These communities saw more local and international photographers entering, documenting and leaving with visual content of their lived daily experiences. Very few of these photographers were from within these communities, which resulted in major imbalances in terms of visual voices, diversity and representation. One could say that the Market Photo Workshop was born out of this turmoil to create a new kind of teaching and learning environment in support of diversifying and empowering local visual content production. The apartheid system made it impossible for black people to enter institutions of higher learning to study such technical disciplines as Photography, both through unjust racial segregation laws and high tuition fees.

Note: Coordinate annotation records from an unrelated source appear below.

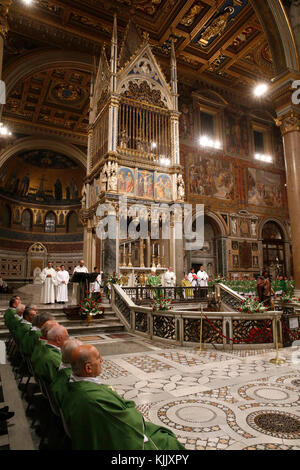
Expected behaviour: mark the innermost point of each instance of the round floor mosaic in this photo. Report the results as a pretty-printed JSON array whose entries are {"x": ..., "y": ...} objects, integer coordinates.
[
  {"x": 275, "y": 423},
  {"x": 296, "y": 382}
]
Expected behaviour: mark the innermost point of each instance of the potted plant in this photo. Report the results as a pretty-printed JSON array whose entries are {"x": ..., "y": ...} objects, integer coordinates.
[
  {"x": 252, "y": 306},
  {"x": 90, "y": 307}
]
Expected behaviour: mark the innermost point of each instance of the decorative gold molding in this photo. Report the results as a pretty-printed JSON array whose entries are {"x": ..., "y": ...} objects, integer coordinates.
[
  {"x": 4, "y": 8},
  {"x": 290, "y": 122}
]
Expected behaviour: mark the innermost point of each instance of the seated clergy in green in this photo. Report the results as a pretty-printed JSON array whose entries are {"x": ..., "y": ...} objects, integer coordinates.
[
  {"x": 99, "y": 419},
  {"x": 40, "y": 345},
  {"x": 31, "y": 338},
  {"x": 25, "y": 324},
  {"x": 58, "y": 387},
  {"x": 14, "y": 321},
  {"x": 49, "y": 360},
  {"x": 11, "y": 311}
]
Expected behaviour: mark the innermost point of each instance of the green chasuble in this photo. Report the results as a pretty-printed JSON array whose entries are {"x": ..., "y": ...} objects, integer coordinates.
[
  {"x": 58, "y": 387},
  {"x": 47, "y": 363},
  {"x": 9, "y": 314},
  {"x": 153, "y": 281},
  {"x": 37, "y": 351},
  {"x": 20, "y": 330},
  {"x": 29, "y": 341},
  {"x": 13, "y": 322},
  {"x": 283, "y": 286},
  {"x": 99, "y": 419}
]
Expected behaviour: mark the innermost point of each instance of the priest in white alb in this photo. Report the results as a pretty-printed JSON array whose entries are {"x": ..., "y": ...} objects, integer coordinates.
[
  {"x": 49, "y": 282},
  {"x": 78, "y": 289},
  {"x": 202, "y": 281},
  {"x": 169, "y": 280},
  {"x": 62, "y": 288}
]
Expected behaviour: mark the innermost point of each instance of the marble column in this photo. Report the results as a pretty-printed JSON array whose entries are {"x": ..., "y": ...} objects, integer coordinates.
[
  {"x": 290, "y": 129},
  {"x": 4, "y": 8}
]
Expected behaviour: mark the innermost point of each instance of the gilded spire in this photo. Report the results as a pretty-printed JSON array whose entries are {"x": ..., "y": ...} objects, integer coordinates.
[
  {"x": 174, "y": 76},
  {"x": 114, "y": 56}
]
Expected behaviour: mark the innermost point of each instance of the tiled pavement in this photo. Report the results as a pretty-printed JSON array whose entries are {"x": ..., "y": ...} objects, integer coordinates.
[{"x": 213, "y": 400}]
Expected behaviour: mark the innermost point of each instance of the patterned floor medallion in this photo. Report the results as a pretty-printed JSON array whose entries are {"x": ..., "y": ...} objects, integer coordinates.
[
  {"x": 296, "y": 382},
  {"x": 275, "y": 423}
]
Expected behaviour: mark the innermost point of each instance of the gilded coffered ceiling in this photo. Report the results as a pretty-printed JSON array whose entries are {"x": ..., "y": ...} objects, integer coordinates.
[{"x": 218, "y": 41}]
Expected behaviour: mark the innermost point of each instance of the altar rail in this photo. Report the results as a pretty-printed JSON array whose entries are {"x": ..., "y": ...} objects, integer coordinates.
[
  {"x": 228, "y": 296},
  {"x": 144, "y": 295},
  {"x": 225, "y": 329}
]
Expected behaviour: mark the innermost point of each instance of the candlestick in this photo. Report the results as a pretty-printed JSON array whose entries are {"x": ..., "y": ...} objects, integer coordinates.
[{"x": 158, "y": 261}]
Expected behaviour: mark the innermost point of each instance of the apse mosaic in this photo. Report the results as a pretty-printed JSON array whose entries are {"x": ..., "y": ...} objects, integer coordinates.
[{"x": 42, "y": 176}]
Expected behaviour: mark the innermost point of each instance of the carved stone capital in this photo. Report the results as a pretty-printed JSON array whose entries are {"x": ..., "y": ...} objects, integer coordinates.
[
  {"x": 290, "y": 122},
  {"x": 4, "y": 8}
]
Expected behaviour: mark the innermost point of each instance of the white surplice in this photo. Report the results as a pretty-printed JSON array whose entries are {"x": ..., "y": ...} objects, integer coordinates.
[
  {"x": 62, "y": 288},
  {"x": 76, "y": 287},
  {"x": 95, "y": 286},
  {"x": 48, "y": 286},
  {"x": 202, "y": 278},
  {"x": 192, "y": 277}
]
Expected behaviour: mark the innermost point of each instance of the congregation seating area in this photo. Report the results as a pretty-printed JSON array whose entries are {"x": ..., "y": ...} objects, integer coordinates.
[
  {"x": 56, "y": 375},
  {"x": 45, "y": 416}
]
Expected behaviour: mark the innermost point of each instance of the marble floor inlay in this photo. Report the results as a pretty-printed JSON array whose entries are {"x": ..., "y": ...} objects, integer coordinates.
[{"x": 213, "y": 400}]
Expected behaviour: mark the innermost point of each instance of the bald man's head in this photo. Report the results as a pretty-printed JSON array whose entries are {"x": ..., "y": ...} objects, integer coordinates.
[
  {"x": 47, "y": 327},
  {"x": 57, "y": 335},
  {"x": 86, "y": 361},
  {"x": 67, "y": 349}
]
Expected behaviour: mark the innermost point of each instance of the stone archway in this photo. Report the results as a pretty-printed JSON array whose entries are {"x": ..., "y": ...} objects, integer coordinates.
[
  {"x": 36, "y": 258},
  {"x": 38, "y": 61}
]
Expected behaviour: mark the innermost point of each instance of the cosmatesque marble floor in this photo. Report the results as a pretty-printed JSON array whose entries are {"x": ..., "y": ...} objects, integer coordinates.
[{"x": 213, "y": 399}]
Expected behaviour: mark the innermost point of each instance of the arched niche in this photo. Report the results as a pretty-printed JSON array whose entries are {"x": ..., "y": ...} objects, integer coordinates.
[
  {"x": 273, "y": 244},
  {"x": 5, "y": 216},
  {"x": 27, "y": 220},
  {"x": 72, "y": 222},
  {"x": 50, "y": 222},
  {"x": 36, "y": 258}
]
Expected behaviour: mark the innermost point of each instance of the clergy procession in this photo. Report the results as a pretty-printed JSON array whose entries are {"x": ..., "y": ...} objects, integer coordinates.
[{"x": 88, "y": 414}]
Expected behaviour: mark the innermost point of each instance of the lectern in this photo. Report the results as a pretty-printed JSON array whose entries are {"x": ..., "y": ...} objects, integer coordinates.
[{"x": 83, "y": 279}]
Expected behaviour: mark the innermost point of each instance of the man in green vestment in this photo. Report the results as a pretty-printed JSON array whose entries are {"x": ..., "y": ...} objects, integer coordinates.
[
  {"x": 99, "y": 419},
  {"x": 154, "y": 281},
  {"x": 24, "y": 325},
  {"x": 13, "y": 322},
  {"x": 11, "y": 311},
  {"x": 47, "y": 363},
  {"x": 58, "y": 388},
  {"x": 40, "y": 345},
  {"x": 31, "y": 338}
]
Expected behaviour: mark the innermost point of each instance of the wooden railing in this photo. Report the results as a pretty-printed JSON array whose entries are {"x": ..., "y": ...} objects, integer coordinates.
[
  {"x": 143, "y": 295},
  {"x": 227, "y": 329}
]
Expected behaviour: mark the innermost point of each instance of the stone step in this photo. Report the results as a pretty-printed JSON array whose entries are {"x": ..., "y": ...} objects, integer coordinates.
[
  {"x": 107, "y": 319},
  {"x": 79, "y": 329}
]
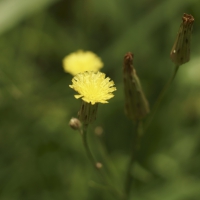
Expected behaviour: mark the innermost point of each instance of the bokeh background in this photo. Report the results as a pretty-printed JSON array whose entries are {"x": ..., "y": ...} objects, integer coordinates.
[{"x": 40, "y": 156}]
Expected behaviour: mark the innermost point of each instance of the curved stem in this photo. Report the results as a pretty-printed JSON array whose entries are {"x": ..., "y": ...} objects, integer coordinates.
[
  {"x": 135, "y": 147},
  {"x": 160, "y": 97}
]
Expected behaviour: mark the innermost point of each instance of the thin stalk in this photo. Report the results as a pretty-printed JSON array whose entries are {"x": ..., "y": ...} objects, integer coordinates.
[
  {"x": 135, "y": 147},
  {"x": 114, "y": 191},
  {"x": 160, "y": 97}
]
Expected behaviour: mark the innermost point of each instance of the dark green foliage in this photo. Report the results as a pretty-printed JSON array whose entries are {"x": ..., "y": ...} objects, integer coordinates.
[{"x": 40, "y": 156}]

Through David Goldblatt’s vision and energy over several years, together with some of his counterparts attached to the Market Photography Gallery at the Market Theatre – Carol Hacker and later Gillian Cargill, the Market Photo Workshop was established.

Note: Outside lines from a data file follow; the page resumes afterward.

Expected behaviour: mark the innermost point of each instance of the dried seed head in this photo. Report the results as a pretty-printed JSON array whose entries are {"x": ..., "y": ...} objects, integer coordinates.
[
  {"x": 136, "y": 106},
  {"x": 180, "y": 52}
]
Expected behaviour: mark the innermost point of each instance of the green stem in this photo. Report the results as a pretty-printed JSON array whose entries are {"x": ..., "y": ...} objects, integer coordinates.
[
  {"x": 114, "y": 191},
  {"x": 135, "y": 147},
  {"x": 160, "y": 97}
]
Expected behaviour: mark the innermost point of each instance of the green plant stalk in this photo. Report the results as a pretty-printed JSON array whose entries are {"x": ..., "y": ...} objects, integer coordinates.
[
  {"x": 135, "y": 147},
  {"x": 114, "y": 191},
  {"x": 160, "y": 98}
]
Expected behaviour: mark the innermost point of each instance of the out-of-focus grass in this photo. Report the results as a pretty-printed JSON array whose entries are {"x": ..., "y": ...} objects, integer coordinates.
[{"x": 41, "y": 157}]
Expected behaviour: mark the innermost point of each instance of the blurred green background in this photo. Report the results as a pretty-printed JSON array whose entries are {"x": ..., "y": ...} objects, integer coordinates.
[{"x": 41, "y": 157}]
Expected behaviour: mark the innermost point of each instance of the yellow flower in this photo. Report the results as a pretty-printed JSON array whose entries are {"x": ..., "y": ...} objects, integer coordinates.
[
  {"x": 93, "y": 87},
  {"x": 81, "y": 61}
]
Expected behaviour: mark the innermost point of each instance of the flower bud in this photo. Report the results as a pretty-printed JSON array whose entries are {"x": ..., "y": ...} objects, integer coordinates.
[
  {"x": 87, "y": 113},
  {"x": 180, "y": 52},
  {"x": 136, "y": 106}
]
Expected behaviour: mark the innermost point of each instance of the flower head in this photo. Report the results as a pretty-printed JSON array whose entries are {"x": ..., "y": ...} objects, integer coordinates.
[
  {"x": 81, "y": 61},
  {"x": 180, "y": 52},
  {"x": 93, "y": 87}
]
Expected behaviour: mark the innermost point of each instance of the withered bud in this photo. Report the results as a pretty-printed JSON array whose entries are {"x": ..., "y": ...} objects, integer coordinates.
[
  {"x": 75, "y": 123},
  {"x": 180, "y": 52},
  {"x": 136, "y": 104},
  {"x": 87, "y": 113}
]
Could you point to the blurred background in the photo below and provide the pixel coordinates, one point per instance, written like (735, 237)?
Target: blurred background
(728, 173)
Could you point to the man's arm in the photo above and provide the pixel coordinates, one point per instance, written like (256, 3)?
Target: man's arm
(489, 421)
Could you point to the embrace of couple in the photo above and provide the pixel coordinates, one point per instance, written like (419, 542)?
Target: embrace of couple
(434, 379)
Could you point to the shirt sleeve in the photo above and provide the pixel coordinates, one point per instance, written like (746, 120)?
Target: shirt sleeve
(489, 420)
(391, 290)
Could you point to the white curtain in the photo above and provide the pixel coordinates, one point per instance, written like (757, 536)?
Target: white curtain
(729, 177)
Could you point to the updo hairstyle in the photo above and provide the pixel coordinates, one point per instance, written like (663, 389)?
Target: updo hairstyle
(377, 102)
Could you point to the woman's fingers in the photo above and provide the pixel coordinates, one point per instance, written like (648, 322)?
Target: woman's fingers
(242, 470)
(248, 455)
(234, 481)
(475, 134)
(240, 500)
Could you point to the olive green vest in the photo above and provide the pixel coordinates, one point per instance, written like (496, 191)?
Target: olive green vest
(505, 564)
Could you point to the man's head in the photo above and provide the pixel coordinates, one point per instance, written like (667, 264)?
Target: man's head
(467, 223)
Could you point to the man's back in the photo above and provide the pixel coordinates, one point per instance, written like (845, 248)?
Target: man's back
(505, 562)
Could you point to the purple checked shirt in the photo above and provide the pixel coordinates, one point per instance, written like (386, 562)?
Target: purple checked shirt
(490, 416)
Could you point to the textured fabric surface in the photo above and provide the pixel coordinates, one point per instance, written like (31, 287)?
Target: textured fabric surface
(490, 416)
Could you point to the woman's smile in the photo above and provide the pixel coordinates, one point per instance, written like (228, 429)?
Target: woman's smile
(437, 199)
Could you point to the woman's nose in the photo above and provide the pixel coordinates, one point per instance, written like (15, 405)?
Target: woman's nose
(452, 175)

“The Photography Workshop wasn’t a sudden idea. It was a gradual process that took several years to take shape. A number of black people who came to the exhibitions at the Market Photography Gallery had asked where they might learn photography. That was the spark to a vague idea that had been germinating for some time. I started working on it and looking for funds in 1986….” said David Goldblatt.
It took Goldblatt just over 2 years to finally establish the Market Photo Workshop in 1989 as a school for photography that offered high-quality critical photography – Visual Literacy at most minimal cost. Almost three decades later, many photographers, artists and educators have contributed to the Market Photo Workshop being regarded as one of the most significant photography schools and photography project development spaces in Africa. The global photography industries and enthusiasts continue to be actively engaged by influential practitioners that lived through this space over the past 29 years. It also remains one of the most important visual literacy and visual culture spaces in South Africa, both in its photography curriculum and public engagement programming.
Up until his passing, David Goldblatt made time to interact with young photographers at the Market Photo Workshop through numerous critique sessions hosted by the school. His passion for mentoring young photographers is a memorable legacy.
“This is such sad news. David was such a nice man and such an ardent supporter throughout the years of the institution that he founded. I worked with him on the board for a long time and he was always so cooperative about anything to do with the MPW. He will be sorely missed”, said Penny Morris, the Market Theatre Foundation’s Fundraiser Manager.
Rest in Peace Mkhulu David Goldblatt. We appreciate your legacy and its flames shall be kept alive throughout time.